Todas estas medidas propuestas por el Gobierno son miradas con lupa desde la PPiiNA y es importante aplicarles una perspectiva feminista para evitar que las reducciones o adaptaciones de jornada sean solo del lado de las mujeres, que es lo que siempre suele ocurrir. El tema de la reducción de jornada, que puede alcanzar hasta el 100% es interesante comentarlo porque “solo provoca más dependencia económica y más división sexual del trabajo al ser las mujeres las más propensas a solicitar este permiso por encargarse de los cuidados y por ser las que menos salario perciben” ha señalado Virginia Carrera.
Estas medidas no favorecen la permanencia en el empleo ni la corresponsabilidad, y desde la PPiiNA creen que ese es el debate central del coronavirus. Desde la perspectiva feminista, esas medidas no favorecerán la corresponsabilidad, ya que tal y como ha comentado la experta “si no hay una eliminación de estereotipos de género y el rol de las mujeres como cuidadoras de la sociedad no se hará un reparto equitativo de los cuidados. Todas las personas pueden trabajar y todas las personas pueden cuidar”.

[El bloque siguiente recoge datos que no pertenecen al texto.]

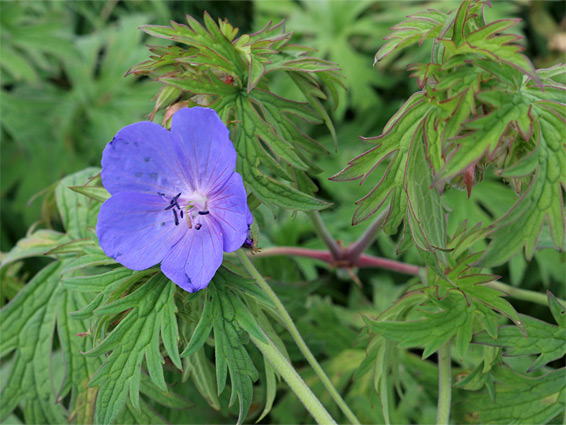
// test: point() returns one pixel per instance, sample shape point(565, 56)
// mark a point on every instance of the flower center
point(190, 208)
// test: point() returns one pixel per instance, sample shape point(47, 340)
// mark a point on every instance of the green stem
point(284, 315)
point(294, 380)
point(522, 294)
point(325, 235)
point(357, 249)
point(444, 384)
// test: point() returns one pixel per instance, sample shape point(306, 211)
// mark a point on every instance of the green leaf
point(230, 319)
point(518, 399)
point(136, 337)
point(542, 201)
point(202, 330)
point(395, 142)
point(485, 132)
point(202, 372)
point(415, 29)
point(99, 194)
point(28, 323)
point(542, 338)
point(436, 329)
point(77, 212)
point(425, 214)
point(165, 398)
point(472, 285)
point(228, 76)
point(36, 244)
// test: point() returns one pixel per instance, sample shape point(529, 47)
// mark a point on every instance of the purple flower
point(176, 198)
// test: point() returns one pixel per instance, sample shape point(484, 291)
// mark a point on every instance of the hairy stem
point(325, 235)
point(362, 261)
point(284, 315)
point(444, 384)
point(356, 249)
point(294, 380)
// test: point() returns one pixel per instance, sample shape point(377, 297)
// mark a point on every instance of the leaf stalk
point(294, 380)
point(444, 384)
point(286, 318)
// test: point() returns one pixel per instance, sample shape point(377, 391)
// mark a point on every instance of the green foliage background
point(64, 97)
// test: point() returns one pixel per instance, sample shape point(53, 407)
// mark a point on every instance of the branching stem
point(355, 250)
point(362, 261)
point(286, 318)
point(325, 235)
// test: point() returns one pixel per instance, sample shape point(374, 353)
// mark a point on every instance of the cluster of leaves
point(482, 104)
point(149, 347)
point(213, 68)
point(98, 307)
point(63, 97)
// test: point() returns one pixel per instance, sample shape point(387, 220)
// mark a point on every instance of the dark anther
point(173, 202)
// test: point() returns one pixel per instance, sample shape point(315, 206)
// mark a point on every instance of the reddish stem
point(362, 261)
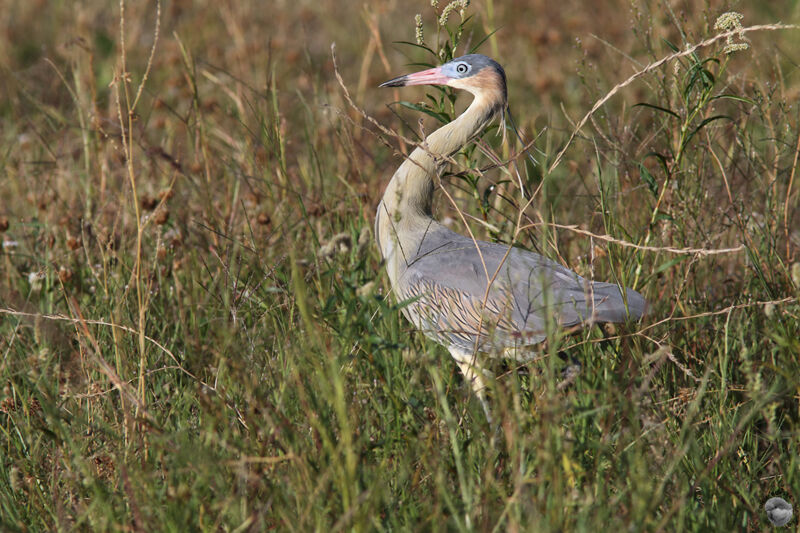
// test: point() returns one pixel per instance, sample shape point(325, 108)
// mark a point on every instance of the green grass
point(178, 352)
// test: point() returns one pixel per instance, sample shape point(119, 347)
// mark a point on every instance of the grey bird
point(478, 299)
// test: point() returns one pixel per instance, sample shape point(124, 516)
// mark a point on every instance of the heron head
point(475, 73)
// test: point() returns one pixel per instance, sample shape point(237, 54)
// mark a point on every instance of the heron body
point(474, 297)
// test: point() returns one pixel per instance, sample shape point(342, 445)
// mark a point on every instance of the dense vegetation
point(194, 332)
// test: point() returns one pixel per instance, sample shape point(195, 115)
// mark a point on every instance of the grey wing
point(448, 280)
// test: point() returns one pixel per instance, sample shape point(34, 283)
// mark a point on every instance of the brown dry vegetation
point(177, 352)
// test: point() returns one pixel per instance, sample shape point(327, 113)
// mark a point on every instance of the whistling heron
point(479, 299)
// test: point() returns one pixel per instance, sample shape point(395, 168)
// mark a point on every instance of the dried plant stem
point(653, 66)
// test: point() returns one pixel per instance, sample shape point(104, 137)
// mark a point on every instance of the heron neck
point(407, 201)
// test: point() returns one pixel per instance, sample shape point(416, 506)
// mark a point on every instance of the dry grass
point(180, 348)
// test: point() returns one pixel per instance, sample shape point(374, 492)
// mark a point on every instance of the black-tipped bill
point(432, 76)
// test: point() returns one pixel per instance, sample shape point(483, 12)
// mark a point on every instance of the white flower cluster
point(731, 21)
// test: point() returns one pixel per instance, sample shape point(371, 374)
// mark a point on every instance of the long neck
point(407, 201)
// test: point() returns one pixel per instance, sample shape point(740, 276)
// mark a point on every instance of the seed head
point(731, 21)
point(418, 29)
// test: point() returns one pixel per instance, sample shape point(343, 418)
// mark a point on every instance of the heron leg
point(475, 375)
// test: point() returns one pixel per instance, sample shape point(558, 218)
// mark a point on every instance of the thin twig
point(653, 66)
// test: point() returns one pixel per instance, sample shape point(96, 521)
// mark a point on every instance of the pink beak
point(432, 76)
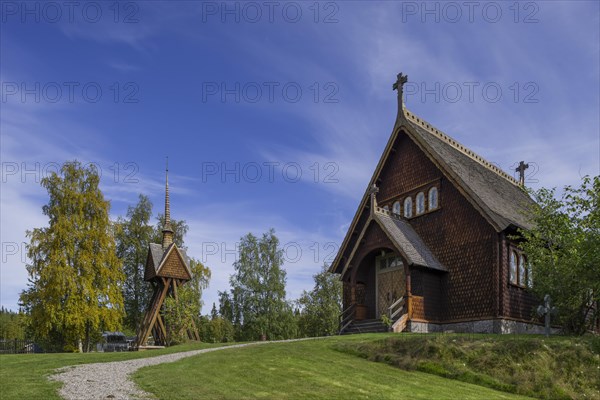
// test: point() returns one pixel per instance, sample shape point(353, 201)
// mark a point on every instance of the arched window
point(433, 198)
point(420, 203)
point(514, 261)
point(408, 207)
point(396, 208)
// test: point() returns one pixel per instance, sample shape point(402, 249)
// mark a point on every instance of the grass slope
point(25, 376)
point(555, 368)
point(310, 369)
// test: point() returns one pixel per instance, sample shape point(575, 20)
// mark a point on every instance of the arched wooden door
point(391, 281)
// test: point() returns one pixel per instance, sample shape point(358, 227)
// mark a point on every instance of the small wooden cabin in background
point(430, 242)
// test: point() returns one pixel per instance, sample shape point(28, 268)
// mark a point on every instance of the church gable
point(406, 169)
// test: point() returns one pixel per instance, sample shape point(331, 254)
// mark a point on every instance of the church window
point(514, 261)
point(396, 208)
point(522, 271)
point(420, 203)
point(433, 203)
point(408, 207)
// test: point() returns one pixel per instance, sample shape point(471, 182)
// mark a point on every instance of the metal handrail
point(348, 319)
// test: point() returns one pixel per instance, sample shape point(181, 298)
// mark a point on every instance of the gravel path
point(111, 380)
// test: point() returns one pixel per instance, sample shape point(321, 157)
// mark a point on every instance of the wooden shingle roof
point(157, 259)
point(496, 192)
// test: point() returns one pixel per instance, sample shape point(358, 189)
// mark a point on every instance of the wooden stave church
point(167, 268)
point(440, 275)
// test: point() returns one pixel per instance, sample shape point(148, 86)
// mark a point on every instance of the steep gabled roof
point(494, 193)
point(406, 240)
point(157, 258)
point(498, 194)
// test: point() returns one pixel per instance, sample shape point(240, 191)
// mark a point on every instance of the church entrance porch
point(391, 282)
point(378, 282)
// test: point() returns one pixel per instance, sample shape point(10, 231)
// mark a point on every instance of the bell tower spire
point(167, 230)
point(401, 79)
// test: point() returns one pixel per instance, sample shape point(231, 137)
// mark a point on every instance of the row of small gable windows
point(410, 207)
point(520, 270)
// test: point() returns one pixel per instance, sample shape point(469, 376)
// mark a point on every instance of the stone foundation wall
point(502, 326)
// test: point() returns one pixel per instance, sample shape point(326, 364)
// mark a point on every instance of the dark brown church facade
point(430, 244)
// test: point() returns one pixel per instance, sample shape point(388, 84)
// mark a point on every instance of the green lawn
point(556, 368)
point(310, 369)
point(25, 376)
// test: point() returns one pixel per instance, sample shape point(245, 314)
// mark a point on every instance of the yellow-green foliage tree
point(75, 275)
point(564, 251)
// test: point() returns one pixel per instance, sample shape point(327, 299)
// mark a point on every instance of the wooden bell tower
point(167, 268)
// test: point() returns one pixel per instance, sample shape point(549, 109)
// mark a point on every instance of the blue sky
point(275, 114)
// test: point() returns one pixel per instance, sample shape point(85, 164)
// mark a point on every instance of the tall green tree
point(184, 313)
point(75, 276)
point(321, 306)
point(257, 301)
point(563, 250)
point(133, 235)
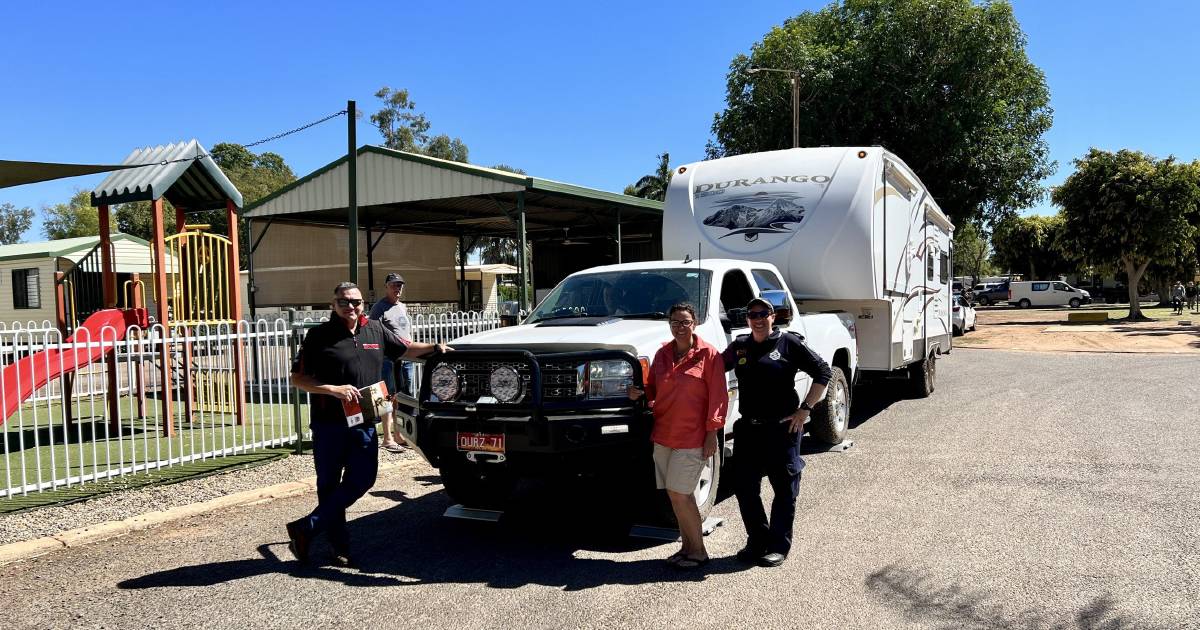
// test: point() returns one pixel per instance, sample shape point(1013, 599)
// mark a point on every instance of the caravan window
point(736, 292)
point(767, 280)
point(25, 288)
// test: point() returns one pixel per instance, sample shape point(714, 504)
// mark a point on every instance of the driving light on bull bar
point(505, 384)
point(609, 379)
point(444, 383)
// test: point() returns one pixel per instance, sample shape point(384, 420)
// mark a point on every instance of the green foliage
point(407, 130)
point(1030, 245)
point(13, 222)
point(653, 186)
point(73, 219)
point(1129, 210)
point(946, 84)
point(971, 252)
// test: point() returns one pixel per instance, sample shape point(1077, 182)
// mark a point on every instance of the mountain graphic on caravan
point(757, 214)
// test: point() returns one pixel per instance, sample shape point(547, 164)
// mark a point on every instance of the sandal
point(673, 559)
point(689, 563)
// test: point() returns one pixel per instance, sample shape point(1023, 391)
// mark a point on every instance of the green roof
point(58, 249)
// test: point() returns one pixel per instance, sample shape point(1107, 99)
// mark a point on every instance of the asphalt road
point(1030, 491)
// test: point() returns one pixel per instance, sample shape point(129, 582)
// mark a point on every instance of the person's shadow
point(412, 543)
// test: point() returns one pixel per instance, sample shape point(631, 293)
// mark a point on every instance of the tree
point(407, 130)
point(1030, 244)
point(946, 84)
point(73, 219)
point(653, 186)
point(13, 222)
point(1131, 210)
point(971, 251)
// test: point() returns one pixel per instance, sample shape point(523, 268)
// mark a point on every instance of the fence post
point(295, 399)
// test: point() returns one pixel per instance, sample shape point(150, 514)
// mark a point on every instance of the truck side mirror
point(783, 307)
point(736, 317)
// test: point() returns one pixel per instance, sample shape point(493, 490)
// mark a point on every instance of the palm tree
point(653, 186)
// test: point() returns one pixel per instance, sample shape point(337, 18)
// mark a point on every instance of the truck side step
point(667, 534)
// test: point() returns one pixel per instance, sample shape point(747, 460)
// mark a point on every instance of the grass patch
point(151, 478)
point(39, 445)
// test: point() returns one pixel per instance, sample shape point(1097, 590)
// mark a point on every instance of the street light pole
point(796, 99)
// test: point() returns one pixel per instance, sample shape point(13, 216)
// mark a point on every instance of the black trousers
point(767, 450)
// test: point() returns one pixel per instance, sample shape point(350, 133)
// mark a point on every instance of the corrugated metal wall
point(301, 264)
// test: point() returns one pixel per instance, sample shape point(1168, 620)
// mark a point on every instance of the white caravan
point(851, 228)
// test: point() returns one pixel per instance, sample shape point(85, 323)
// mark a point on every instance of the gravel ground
point(125, 504)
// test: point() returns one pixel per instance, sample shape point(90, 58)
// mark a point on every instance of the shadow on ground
point(930, 601)
point(535, 543)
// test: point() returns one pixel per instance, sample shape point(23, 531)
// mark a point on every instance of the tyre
point(831, 418)
point(706, 489)
point(484, 486)
point(923, 376)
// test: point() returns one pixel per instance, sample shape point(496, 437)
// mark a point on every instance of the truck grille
point(559, 379)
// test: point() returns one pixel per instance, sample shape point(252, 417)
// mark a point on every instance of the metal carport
point(405, 192)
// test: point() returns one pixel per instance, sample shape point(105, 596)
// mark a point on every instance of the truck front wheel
point(831, 417)
point(483, 486)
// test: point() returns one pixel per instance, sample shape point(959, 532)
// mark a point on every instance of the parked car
point(1047, 293)
point(964, 316)
point(996, 294)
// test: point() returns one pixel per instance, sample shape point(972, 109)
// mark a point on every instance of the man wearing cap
point(336, 360)
point(767, 436)
point(394, 316)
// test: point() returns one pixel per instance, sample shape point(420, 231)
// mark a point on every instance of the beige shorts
point(678, 469)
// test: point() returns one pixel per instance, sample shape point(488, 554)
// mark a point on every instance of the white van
point(1045, 293)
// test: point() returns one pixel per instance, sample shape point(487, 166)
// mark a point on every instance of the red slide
point(24, 377)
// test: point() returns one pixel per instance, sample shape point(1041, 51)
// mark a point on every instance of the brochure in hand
point(371, 407)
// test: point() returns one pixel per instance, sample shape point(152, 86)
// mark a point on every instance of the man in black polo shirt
point(337, 358)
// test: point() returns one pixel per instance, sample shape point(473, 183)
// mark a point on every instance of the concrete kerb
point(85, 535)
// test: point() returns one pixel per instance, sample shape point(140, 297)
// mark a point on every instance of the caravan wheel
point(923, 376)
point(831, 418)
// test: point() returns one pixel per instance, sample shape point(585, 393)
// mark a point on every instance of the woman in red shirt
point(688, 394)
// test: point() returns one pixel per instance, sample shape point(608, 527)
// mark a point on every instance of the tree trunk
point(1134, 273)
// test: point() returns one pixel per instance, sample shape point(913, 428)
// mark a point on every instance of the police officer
point(337, 358)
point(767, 436)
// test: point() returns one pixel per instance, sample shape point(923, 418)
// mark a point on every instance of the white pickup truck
point(550, 396)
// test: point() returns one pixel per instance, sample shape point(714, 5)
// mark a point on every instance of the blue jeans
point(347, 461)
point(767, 450)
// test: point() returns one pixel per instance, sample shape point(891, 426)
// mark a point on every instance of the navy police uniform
point(762, 444)
point(347, 459)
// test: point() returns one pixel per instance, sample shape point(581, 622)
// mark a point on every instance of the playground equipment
point(196, 285)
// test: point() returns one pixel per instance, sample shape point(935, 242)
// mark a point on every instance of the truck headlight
point(444, 383)
point(609, 379)
point(505, 384)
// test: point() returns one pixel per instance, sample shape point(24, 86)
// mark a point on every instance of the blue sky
point(575, 91)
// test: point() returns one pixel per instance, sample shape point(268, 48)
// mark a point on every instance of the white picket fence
point(65, 433)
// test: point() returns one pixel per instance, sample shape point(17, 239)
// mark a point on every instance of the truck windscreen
point(645, 293)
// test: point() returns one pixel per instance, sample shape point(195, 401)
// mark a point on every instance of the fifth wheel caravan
point(851, 228)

Este problema de corresponsabilidad no es exclusivo de estos tiempos de coronavirus, sino que es una realidad que nadie puede contradecir. Ya no solo por los datos estadísticos de excedencias y reducciones de jornada por parte de mujeres, sino porque hasta hace muy poco el permiso de paternidad era cinco veces menor que el de las mujeres. “Ya con eso se estaba generando un camino para que fuéramos las que nos dedicáramos al cuidado” – ha señalado Virginia Carrera – “y lo que no podemos permitir es que con el coronavirus ese modelo de diferencia se afiance”.
Desde la PPiiNA recuerdan que la clave es esa red de atención al cuidado pública que debería ser un derecho universal y que facilitaría en gran parte el tema de la corresponsabilidad. “Las escuelas infantiles de 0 a 3, centros de día, centros de personas dependientes, espacios para el cuidado de personas más mayores que necesitan una atención… todo eso es clave y esperemos que venga en un futuro, así que por ahora solo podemos apostar por esas adaptaciones de jornada y así poder adaptar nuestro trabajo a la situación personal familiar de cada persona” ha concluido la experta Virginia Carrera.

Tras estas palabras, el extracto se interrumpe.